For a man, that is a tough thing to accept. It must be heartbreaking to watch the person you love be in tears from pain. I rarely considered his heartache when he lashed out in powerlessness. I only thought of it as unloving at the time, when in fact it was the opposite. Then there are the late-night emergency room visits, when he is already exhausted from working his tush off to support our family. Most of the time, I cannot drive myself. So, this falls on him.
Sleep deprivation sets in and arguments flash like a match in a pile of kindling. Then there are the surgeries, doctor’s appointments and medical costs. Every time I have a surgery, my husband is my caregiver, my driver, housekeeper and cook. He wears so many hats and that can erode a relationship and person. Then, I, as the one receiving the care, can feel very guilty. I know that he does not mind doing it, because he loves me, but I do not like to put all that on him. So, when I do feel OK, I overcompensate and overdo it! It is an ongoing cycle.
I am learning to live in compassion and understanding. I want to remember that I am not the only one struggling in this relationship and that we can turn to each other instead of against each other. This was not the way life was supposed to go. This was not what I imagined my marriage to look like. I can wholeheartedly say he probably thinks the same thing. When he met me, while I was never quite well, I was never this sick. In the last two years there have been six surgeries and so many tests and procedures that I cannot even count. He has been there through all of it. He has helped dress me, feed me, bathe me, dry my tears, pick up meds and everything else in between. I hate that I need so much help, but I am glad that I need it from him.
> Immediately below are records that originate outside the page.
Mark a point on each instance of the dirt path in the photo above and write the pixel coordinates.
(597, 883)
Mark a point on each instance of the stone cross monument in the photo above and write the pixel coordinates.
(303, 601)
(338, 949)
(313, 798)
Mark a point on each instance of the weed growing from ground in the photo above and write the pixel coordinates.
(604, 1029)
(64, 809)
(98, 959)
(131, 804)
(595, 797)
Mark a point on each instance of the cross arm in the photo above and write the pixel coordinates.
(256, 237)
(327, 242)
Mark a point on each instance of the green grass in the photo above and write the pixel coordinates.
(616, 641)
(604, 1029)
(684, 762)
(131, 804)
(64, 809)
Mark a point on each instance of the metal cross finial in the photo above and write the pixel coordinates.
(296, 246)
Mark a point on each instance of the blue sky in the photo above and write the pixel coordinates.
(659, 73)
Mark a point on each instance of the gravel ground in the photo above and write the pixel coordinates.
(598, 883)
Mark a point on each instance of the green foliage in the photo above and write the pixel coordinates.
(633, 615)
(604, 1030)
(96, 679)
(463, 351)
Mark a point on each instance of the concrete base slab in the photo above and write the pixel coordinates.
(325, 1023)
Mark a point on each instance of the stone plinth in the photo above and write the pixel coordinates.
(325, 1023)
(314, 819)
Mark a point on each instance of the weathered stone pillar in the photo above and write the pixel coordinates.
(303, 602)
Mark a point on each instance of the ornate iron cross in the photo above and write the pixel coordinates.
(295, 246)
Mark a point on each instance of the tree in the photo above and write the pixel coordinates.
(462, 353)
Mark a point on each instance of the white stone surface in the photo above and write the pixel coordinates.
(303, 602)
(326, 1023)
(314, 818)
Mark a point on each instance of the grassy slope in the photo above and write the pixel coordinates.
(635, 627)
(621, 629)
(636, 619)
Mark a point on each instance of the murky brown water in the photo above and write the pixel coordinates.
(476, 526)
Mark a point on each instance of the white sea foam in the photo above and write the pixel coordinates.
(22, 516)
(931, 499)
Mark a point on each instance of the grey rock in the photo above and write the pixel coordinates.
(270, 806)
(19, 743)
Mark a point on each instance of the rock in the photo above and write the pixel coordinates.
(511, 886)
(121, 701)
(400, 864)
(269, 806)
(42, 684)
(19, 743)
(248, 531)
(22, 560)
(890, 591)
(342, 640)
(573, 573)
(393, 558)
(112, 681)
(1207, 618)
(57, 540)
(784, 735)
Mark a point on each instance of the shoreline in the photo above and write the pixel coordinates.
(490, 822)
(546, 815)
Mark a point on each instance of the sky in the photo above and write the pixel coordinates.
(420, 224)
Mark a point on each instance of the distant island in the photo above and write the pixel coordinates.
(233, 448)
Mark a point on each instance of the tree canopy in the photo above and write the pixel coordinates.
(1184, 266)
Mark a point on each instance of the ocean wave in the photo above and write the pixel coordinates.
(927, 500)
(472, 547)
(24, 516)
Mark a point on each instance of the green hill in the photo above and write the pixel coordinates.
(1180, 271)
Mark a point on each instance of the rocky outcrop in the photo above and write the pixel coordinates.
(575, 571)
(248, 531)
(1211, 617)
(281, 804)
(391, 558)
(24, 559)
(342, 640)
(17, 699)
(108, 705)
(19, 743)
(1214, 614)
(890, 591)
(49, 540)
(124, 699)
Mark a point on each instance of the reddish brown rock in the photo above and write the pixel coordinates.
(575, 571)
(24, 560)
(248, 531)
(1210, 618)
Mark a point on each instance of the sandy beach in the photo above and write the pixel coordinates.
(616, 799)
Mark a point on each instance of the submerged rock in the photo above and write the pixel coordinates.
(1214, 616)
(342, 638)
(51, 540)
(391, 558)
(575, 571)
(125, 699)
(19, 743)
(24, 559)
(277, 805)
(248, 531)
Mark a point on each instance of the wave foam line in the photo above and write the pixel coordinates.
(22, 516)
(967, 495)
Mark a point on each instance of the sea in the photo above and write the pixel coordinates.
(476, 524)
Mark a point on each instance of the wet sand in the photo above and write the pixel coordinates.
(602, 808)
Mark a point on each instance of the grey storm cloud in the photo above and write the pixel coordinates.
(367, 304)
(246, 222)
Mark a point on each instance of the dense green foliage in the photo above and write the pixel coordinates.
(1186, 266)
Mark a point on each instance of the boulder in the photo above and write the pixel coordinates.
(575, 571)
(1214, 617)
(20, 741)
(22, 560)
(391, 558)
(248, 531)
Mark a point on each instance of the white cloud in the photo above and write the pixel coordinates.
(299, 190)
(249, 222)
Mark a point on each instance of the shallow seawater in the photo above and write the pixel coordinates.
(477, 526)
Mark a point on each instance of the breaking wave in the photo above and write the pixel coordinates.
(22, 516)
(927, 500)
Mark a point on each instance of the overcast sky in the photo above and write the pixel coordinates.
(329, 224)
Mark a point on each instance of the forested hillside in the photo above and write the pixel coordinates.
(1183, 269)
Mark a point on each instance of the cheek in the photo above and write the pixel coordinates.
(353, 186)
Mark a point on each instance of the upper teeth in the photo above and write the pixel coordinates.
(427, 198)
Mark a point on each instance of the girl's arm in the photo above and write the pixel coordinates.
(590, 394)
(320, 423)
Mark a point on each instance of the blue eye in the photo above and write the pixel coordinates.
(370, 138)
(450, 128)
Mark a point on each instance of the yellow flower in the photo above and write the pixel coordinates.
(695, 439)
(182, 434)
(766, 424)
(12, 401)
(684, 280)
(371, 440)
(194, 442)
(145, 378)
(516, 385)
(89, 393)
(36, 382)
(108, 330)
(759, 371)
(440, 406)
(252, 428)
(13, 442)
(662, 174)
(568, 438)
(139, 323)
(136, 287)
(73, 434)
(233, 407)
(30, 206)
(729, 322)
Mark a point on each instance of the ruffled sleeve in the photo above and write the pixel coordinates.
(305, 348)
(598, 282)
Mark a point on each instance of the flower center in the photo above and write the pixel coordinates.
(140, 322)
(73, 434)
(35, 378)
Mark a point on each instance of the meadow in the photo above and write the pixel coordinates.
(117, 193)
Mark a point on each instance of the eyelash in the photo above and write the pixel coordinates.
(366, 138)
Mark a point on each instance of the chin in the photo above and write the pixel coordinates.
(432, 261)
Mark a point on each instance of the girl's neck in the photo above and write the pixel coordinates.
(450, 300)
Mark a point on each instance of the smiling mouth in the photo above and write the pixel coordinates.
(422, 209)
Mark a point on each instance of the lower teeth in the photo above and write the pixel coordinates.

We are still learning what normal looks like for us, now. However, we are trying to walk towards each other. Depending on the day, he’s walking, and I am wheeling. But the important thing to remember is that we are growing in this. Life is too short to fight the person you love, when what you are really angry at is the fact that one of you is sick.
So, our date nights are not traditional. We watch movies and ignore housework. We accept that each of us needs the other in different ways. We work hard at our relationship so that frustration and resentment do not fester. We choose love in moments of despair.
My husband has this funny little dance he does when I am down because he knows that it will always draw out a giggle. When I see him weary and overworked, I bake him a pumpkin pie. I try to let him know how valued he is and that his hard work is noticed and appreciated. These are all things that should be done in a relationship without illness, however, we have to emphasis the little acts to avoid big issues getting out of control.
When I envisioned what I would be like as a wife, I pictured a perfectly kept home with dinner ready each night. I pictured laundry neatly folded and put away. I pictured vacations and outings. Letting go of the way I thought things would be has been a slow and painful process. However, we are getting there. We could choose to let my illnesses break us or we could grow closer together. I will continuously choose the latter each and every time.